In our September 2025 Mind on the Market, we highlighted India as one of the most heavily tariffed major U.S. trade partners. The India–US trade deal in early February, which reduced tariffs from 50% to 18%, marks a clear shift away from that stance. The announcement lifted investor sentiment, with MSCI India rising 4%1 on the day, its strongest single‑day gain in five years, while foreign institutional inflows rebounded to about $1.48 billion in February to date.
Source: NSDL, Net foreign institutional equity flows, as of 17 February 2026, in USD; FactSet. MSCI India IT EPS growth (recurrent earnings), CY 2025, local currency.
Progress on global trade negotiations supported broader sentiment in Indian equity markets in recent weeks. However, that positive backdrop was overwhelmed by the launch of advanced AI tools on Anthropic’s Claude platform, which triggered a sharp sell-off across global software and services stocks. The resulting risk-off move spilled into India, with the IT sector declining 8.3% in US dolar terms during the week ended February 13, 2026.

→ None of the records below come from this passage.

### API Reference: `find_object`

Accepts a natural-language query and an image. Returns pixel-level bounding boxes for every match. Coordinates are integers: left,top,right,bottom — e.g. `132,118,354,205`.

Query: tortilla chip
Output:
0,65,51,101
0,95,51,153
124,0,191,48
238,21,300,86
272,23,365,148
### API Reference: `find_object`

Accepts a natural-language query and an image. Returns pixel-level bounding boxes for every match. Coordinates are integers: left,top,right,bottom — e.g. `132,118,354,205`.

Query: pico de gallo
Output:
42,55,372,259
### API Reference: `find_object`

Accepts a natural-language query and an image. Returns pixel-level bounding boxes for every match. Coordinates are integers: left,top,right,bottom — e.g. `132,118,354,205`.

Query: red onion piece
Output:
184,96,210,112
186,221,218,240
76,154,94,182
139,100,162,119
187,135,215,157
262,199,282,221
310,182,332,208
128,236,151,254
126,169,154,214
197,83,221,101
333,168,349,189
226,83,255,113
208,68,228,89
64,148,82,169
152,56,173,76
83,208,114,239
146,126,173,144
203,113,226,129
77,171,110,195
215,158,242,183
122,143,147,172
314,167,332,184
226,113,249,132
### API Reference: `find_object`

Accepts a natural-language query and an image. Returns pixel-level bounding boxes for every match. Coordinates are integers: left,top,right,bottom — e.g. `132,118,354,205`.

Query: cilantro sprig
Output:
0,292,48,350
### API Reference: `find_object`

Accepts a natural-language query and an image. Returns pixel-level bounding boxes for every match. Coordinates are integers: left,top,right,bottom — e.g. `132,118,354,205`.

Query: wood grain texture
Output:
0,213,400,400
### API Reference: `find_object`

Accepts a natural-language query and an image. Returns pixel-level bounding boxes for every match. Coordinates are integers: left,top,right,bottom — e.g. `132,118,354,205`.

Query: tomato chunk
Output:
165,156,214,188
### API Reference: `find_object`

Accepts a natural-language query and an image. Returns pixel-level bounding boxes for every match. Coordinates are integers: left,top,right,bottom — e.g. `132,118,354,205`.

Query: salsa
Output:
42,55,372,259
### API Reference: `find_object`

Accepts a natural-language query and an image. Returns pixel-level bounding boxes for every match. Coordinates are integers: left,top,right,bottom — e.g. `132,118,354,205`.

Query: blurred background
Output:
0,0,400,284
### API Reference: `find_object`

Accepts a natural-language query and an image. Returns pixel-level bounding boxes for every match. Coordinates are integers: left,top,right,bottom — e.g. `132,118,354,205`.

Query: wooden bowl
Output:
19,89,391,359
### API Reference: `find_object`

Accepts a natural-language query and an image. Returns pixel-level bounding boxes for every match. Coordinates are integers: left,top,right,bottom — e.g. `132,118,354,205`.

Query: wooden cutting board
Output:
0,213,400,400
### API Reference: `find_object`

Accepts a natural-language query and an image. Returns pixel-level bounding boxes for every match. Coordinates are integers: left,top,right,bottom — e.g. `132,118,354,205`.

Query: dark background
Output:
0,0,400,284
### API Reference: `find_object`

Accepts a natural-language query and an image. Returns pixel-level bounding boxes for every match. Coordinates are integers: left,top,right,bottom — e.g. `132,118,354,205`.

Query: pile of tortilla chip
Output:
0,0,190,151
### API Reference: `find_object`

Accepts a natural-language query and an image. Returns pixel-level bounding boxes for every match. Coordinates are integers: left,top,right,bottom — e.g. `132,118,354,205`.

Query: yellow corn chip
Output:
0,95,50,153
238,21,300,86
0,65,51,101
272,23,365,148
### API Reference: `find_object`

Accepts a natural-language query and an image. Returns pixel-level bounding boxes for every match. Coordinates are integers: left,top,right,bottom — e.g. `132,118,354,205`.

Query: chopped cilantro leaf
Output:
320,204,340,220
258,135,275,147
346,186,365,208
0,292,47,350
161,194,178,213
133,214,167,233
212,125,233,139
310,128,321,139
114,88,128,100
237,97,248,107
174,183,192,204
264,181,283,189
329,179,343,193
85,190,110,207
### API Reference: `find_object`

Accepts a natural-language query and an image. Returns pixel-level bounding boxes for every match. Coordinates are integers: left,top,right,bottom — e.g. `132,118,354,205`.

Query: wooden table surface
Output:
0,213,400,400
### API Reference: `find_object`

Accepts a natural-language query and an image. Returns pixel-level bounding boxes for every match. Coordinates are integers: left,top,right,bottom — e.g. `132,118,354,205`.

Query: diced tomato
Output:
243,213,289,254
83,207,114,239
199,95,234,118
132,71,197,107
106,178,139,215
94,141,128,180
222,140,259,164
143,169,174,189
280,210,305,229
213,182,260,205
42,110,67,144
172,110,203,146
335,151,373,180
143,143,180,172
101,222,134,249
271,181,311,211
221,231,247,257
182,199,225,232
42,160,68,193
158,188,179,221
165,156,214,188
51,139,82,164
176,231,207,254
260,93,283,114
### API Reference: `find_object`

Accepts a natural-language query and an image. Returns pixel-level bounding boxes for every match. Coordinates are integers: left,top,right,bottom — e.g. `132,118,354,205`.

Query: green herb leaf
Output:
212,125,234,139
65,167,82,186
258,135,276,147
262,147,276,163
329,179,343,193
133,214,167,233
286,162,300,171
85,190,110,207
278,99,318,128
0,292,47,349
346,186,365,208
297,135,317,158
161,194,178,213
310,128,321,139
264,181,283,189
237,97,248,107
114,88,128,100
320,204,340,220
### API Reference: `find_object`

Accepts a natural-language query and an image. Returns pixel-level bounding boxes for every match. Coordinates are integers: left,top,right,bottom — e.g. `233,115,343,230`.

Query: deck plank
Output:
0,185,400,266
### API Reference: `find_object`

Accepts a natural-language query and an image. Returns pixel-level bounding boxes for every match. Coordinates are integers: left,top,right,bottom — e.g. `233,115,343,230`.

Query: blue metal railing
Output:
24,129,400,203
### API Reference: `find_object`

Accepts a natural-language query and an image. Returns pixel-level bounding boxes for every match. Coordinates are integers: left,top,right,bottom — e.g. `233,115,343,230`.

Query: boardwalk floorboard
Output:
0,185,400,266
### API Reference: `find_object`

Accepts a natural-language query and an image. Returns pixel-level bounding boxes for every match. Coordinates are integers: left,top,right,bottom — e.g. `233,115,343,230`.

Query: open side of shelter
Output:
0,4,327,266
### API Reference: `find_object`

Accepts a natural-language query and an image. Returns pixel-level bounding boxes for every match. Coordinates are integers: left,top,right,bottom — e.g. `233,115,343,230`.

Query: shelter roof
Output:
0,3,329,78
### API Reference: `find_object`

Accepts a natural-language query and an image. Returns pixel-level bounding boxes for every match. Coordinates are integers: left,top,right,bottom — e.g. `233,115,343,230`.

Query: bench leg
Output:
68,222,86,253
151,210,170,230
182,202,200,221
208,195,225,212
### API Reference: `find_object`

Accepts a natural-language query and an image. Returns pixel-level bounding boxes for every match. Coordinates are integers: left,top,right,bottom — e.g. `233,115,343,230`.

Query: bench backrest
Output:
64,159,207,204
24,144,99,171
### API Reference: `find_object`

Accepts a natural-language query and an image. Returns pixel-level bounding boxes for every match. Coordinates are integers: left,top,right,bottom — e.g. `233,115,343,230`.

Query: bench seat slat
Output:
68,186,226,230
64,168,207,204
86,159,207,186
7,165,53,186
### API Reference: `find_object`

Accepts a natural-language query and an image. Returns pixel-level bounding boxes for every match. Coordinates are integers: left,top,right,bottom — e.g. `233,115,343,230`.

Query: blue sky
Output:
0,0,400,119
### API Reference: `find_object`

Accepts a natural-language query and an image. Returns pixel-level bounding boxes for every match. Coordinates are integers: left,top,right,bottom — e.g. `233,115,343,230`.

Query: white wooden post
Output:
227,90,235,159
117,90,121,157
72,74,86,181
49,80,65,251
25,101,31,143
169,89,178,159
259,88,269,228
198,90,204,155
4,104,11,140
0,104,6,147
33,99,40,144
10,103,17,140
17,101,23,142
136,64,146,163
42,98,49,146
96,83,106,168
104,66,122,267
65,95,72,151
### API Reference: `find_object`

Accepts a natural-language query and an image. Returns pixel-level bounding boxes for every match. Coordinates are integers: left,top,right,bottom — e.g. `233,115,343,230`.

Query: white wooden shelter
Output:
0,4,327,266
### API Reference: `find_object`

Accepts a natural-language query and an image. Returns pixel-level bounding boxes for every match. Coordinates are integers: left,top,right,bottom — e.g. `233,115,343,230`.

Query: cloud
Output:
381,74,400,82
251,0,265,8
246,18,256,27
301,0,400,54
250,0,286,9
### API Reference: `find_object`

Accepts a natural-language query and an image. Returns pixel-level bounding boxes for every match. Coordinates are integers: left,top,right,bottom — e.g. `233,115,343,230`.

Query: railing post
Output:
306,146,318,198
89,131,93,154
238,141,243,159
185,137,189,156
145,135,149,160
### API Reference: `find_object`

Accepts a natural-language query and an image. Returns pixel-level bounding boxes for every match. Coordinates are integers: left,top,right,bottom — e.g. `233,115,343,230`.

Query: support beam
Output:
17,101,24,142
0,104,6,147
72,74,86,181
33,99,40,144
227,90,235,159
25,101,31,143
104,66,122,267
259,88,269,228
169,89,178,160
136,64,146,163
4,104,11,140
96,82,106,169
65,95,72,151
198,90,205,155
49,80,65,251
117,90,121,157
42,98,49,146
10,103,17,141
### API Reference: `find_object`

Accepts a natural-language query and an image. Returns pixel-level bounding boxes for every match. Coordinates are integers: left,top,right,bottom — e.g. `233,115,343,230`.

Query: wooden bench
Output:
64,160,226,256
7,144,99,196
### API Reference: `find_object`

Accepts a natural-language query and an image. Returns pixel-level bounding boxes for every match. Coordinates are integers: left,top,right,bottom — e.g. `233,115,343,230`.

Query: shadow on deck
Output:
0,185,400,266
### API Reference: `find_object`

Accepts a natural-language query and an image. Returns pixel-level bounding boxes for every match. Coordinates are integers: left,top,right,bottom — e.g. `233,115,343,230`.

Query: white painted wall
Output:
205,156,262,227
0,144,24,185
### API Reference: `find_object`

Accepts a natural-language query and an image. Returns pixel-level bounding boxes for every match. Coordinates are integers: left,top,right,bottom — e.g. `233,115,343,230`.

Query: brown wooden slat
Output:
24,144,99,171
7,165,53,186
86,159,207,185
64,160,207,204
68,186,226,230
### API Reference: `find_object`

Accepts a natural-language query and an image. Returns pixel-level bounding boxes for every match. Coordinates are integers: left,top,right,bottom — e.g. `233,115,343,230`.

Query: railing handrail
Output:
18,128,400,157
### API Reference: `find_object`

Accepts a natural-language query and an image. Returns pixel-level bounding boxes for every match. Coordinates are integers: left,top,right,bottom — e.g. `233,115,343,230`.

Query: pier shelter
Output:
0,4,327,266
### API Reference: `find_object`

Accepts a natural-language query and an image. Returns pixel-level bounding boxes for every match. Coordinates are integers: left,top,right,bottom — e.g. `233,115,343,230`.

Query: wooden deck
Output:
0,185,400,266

The sell-off came at a time when Indian IT was already under pressure. Over the past five years, the US IT sector, buoyed by the AI wave, has delivered cumulative returns of 119% in US dollar terms. By contrast, the MSCI India Information Technology Index has generated a cumulative return of just 0.7% over the same period, highlighting a prolonged and material divergence in performance.
Sector composition goes a long way in explaining this gap. US technology exposure is heavily skewed toward AI platforms and infrastructure-semiconductors, hyperscalers, and software companies with direct and scalable monetization pathways from AI adoption. Indian technology exposure, by contrast, remains dominated by IT services and outsourcing models.
In this context, AI is increasingly perceived as a deflationary force rather than a near-term revenue catalyst, reducing billable hours, compressing pricing, and accelerating productivity gains. As generative AI reshapes delivery economics, the industry is transitioning from traditional headcount-based, time-and-materials-based models toward outcome-based, AI-enabled frameworks, where clients pay for measurable business outcomes rather than incremental manpower.
These structural headwinds are clearly reflected in operating fundamentals. Following the post-pandemic surge, earnings growth has steadily decelerated. Operating margins fell to 15.73% as of December 2025, below the long term average of 19.48%, reflecting the combined impact of elevated wage costs from the 2021–2022 hiring cycle, and slowing top-line growth amid tighter client IT budgets. Revenue growth for CY25 stood at just 7%, significantly below the long-term average of 17%. Valuations have adjusted accordingly: the Indian IT sector now trades at approximately 19.1x forward earnings, representing a 20% discount to its long term average2.
Looking ahead, AI adoption is likely to remain a near-term earnings and margin headwind, driven by pricing pressure and cautious client spending. That said, AI also creates opportunities for higher-value work across data engineering, model deployment, platform integration, and regulatory compliance.
India IT services firms play a central role in the global technology ecosystem as system integrators, leveraging deep client relationships and decades of experience modernizing complex legacy systems. While the current AI transition may prove more disruptive than prior technology shifts, the sector has demonstrated agility through its successful navigation of cloud adoption and digital transformation. Alongside sustained investment in AI-enabled delivery models and workforce upskilling, this supports a case for cautious optimism. Over time, continued capital expenditure by hyperscalers and large technology platforms should begin to flow through to downstream services demand, laying the groundwork for a more durable recovery.